La 83ª edición de los Globos de Oro, celebrada el 11 de enero en el Beverly Hilton de Los Ángeles, estaba destinada a ser una noche de glamour y reconocimientos, con Nikki Glaser como anfitriona por segundo año consecutivo y una transmisión en vivo por CBS y Paramount+. Sin embargo, uno de los momentos más recordados (y virales) no vino de los premios ni de los discursos emotivos, sino de la aparición del icónico rapero Snoop Dogg, quien presentó el galardón al Mejor Podcast y terminó censurado por una confesión demasiado sincera. En un evento que suele equilibrar elegancia y controversia, Snoop –fiel a su estilo y su falta de filtros– inyectó una dosis de autenticidad callejera que generó risas, memes y un debate sobre los límites del humor en premios mainstream.
El contexto del incidente se remonta al rol de Snoop como presentador invitado para la categoría de Mejor Podcast, un premio que ganó Amy Poehler con su programa Good Hang. Snoop entró al escenario con su carisma habitual, al ritmo de su clásico ‘Drop It Like It’s Hot‘, recibiendo una ovación de pie del público. Desde el principio, intentó relajar el ambiente formal de la gala, dirigiéndose a los asistentes con un entusiasmo contagioso: «¡Para la música! Necesito que os soltéis un poco. ¡Estos son los doble-G, los Golden Globes, y estáis con el D-O-double-G! ¡Disfrutad, no seáis unos estirados, moveos un poco!». Bromeó sobre la importancia de los podcasters, llamándolos «los verdaderos ganadores» y destacando cómo esta forma de entretenimiento se ha convertido en un pilar cultural accesible para todos. Tras abrir el sobre y anunciar a Poehler como vencedora, hizo una pausa dramática para conectar con el público, pero fue entonces cuando soltó la frase que obligó a los censores a actuar: «I’m high as a motherfucker right now. Y’all had me here too damn long!».

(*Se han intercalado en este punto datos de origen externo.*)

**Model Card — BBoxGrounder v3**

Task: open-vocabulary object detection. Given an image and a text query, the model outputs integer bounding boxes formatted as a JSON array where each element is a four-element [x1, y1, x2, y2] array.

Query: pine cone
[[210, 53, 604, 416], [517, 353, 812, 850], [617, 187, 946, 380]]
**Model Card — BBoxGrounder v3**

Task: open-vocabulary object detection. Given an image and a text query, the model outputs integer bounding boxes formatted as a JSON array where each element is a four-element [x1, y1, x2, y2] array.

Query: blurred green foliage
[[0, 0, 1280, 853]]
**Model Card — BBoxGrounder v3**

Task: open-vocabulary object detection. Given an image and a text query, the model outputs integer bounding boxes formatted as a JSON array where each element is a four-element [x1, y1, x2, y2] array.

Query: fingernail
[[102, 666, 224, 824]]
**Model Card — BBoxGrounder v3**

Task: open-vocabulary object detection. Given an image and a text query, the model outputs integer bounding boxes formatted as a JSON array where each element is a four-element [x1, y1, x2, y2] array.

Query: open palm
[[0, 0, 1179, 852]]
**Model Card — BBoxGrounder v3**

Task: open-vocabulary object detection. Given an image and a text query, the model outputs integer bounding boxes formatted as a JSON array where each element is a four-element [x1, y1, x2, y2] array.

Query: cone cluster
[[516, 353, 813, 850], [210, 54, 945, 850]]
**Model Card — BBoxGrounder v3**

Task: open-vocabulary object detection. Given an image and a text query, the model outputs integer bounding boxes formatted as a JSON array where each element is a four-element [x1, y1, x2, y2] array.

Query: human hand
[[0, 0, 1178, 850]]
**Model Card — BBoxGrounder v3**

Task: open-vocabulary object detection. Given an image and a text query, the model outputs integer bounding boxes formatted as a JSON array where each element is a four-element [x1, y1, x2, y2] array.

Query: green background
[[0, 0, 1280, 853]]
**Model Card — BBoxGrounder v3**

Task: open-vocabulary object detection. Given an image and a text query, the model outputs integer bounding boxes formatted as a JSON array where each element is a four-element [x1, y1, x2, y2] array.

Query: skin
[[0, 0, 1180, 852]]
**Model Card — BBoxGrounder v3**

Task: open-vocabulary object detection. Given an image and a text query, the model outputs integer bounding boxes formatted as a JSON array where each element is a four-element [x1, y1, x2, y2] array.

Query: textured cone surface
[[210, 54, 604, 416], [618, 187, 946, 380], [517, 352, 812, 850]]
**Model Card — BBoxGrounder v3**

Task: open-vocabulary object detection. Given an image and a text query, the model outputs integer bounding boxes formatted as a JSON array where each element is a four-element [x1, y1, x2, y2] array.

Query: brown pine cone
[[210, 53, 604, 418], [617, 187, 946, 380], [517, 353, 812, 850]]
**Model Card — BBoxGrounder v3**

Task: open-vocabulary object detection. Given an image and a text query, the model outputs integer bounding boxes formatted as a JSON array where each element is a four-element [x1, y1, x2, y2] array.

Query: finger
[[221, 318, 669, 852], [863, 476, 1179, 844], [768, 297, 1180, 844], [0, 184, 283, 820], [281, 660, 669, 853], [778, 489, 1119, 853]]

La transmisión estadounidense, sujeta a las estrictas regulaciones de la Comisión Federal de Comunicaciones (FCC), bleepó inmediatamente la expresión, convirtiéndola en un pitido cómico que no hizo más que amplificar el impacto. En versiones internacionales y clips en redes sociales, la frase completa se coló, convirtiéndose en el centro de la polémica. Snoop, con su habitual desparpajo, no pareció inmutarse: continuó con la presentación como si nada, entregando el premio a Poehler, quien respondió con risas y un abrazo, reconociendo el humor del momento. Este no es un incidente aislado en la carrera de Snoop Dogg; el artista ha hecho de su afición por la marihuana una parte integral de su imagen pública, desde álbumes como «Doggystyle» hasta negocios como su línea de cannabis Death Row y colaboraciones con Martha Stewart en programas de cocina.
Las reacciones no se hicieron esperar. En la sala, el público estalló en carcajadas, con celebridades como Timothée Chalamet y Margot Robbie visiblemente divertidos, rompiendo el protocolo rígido de la gala. Poehler, al aceptar el premio, bromeó al respecto: «Snoop, gracias por hacer que esto sea inolvidable. Y sí, todos estamos un poco colocados de emoción aquí». En redes sociales, el clip se convirtió en trending topic mundial con hashtags como #SnoopGlobes y #CensoredDogg, acumulando millones de views en TikTok e Instagram en cuestión de horas.
No todo fue risas: algunos críticos conservadores, como columnistas de Fox News, lo tildaron de «inapropiado para horario familiar», recordando incidentes pasados como el de Will Smith en los Óscar. Sin embargo, la mayoría de las respuestas fueron positivas, celebrando la autenticidad de Snoop en un Hollywood cada vez más pulido. John Mayer, amigo y colaborador en Dead & Company, tuiteó: «Snoop siendo Snoop. Legendario». Incluso Nikki Glaser, la anfitriona, lo mencionó en su monólogo de cierre: «Gracias a Snoop por recordarnos que los Globos de Oro también pueden ser divertidos. Y no, CBS, no lo censuréis».
Snoop Dogg, con su legado desde la Costa Oeste hasta el mainstream global, no solo presentó un premio; desafió el statu quo con humor y honestidad. El bleep de Snoop no silenció su voz; al contrario, la amplificó.